How confident can Kavanaugh's accuser be in a fair Senate hearing?

In this Jan. 29, 2015 file photo, Senate Judiciary Committee Chairman Sen. Charles Grassley, R-Iowa is seen on Capitol Hill in Washington, DC. (Photo by J. Scott Applewhite/File/AP)
In this Jan. 29, 2015 file photo, Senate Judiciary Committee Chairman Sen. Charles Grassley, R-Iowa is seen on Capitol Hill in Washington, DC.

As things stand, the road ahead for Brett Kavanaugh's Supreme Court nomination is unclear. Christine Blasey Ford, who this week went public with her sexual assault allegation against the judge, is prepared to testify before the Senate Judiciary Committee, but she wants FBI to scrutinize her claims first -- following the model from Clarence Thomas and Anita Hill.

The Republican majority has made some demonstrably false assertions about the FBI's purview, and Judiciary Committee Chairman Chuck Grassley (R-Iowa) has specifically argued that his committee's staff is capable of examining the controversy, and as he wrote on Twitter, "No other OUTSIDE investigation is necessary."

The first question is why Republicans would be so reluctant to have the FBI scrutinize Ford's allegation. The second question is whether the California professor can credibly expect a fair hearing in light of what we've seen from at least one member of Grassley's team. Roll Call  reported today:

Mike Davis, the committee's chief staffer for nominations, tweeted twice overnight about his key role in the committee's review of Christine Blasey Ford's allegation, as well as criticism of Ford's attorneys and his desired outcome of the process."Unfazed and determined.
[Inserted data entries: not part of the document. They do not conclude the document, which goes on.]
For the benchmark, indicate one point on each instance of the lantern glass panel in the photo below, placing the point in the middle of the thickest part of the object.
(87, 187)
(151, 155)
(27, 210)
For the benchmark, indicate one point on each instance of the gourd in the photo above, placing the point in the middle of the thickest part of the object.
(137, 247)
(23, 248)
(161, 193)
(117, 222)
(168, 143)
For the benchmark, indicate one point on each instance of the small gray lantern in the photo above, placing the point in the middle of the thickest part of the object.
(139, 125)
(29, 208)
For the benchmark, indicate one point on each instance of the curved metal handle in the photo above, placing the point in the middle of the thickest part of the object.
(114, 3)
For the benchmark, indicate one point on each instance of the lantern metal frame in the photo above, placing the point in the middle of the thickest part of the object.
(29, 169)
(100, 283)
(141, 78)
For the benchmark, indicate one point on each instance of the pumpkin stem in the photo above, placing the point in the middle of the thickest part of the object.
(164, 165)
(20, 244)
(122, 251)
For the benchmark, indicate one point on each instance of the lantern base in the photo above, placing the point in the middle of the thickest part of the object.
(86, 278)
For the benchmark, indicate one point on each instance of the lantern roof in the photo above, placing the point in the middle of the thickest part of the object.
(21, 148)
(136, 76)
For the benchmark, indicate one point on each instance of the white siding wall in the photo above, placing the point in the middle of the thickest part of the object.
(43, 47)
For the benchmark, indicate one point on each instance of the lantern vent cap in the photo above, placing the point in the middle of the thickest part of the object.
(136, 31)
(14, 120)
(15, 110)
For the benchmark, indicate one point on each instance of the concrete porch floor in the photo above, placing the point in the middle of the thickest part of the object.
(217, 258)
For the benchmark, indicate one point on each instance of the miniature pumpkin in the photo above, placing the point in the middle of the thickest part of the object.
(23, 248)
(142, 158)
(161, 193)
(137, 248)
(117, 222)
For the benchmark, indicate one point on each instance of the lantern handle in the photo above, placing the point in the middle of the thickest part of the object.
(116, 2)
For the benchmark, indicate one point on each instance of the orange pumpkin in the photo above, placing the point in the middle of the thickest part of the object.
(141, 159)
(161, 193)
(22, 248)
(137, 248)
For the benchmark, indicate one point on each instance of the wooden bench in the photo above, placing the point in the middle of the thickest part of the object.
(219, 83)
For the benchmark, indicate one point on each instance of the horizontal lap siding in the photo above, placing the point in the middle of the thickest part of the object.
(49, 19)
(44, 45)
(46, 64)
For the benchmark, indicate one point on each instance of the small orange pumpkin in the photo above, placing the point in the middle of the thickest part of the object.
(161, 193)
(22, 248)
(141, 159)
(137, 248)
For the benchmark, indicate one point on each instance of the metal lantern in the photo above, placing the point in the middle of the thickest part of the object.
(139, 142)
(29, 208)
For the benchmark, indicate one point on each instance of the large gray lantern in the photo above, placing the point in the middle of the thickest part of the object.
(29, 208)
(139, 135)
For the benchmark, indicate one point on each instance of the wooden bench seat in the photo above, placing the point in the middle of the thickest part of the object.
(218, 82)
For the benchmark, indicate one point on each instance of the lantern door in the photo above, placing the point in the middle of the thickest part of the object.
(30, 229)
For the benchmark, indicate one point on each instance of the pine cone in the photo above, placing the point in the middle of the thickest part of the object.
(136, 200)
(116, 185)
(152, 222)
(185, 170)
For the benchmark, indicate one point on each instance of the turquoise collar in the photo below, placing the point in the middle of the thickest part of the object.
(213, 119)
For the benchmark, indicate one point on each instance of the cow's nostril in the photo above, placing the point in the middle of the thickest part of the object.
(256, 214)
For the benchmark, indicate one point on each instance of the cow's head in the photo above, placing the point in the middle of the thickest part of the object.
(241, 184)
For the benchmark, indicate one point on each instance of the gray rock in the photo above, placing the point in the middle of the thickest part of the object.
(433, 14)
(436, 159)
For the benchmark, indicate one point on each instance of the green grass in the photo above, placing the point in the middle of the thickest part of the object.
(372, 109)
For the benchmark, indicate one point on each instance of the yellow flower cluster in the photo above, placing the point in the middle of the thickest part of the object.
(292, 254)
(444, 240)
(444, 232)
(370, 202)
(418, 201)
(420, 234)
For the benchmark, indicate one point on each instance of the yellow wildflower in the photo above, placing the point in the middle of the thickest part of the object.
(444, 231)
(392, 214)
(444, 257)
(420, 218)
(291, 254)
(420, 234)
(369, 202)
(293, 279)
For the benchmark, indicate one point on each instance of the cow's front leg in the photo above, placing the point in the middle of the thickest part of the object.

We will confirm Judge Kavanaugh. #ConfirmKavanaugh #SCOTUS," Davis tweeted at 11 p.m. Wednesday.Davis tweeted two hours later: "I personally questioned Judge Kavanaugh under penalty of felony and 5 years of imprisonment, if he lies. I'm still waiting to hear back from the accuser's attorneys, who can't find time between TV appearances to get back to me."

It hardly came as a surprise when some saw these missives and questioned his impartiality.

That said, when the tweets from Grassley's aide generated attention, he deleted them, and published a new message.

"To clear up any confusion, I was referring to Democrats' partisan political attacks and their refusal to take part in the committee's thorough and fair investigation," Davis wrote. "I deleted the tweet to avoid any further misinterpretation by left wing media as so often happens on Twitter."

I found it hard to reconcile the deleted message with the clarification, but your mileage may vary.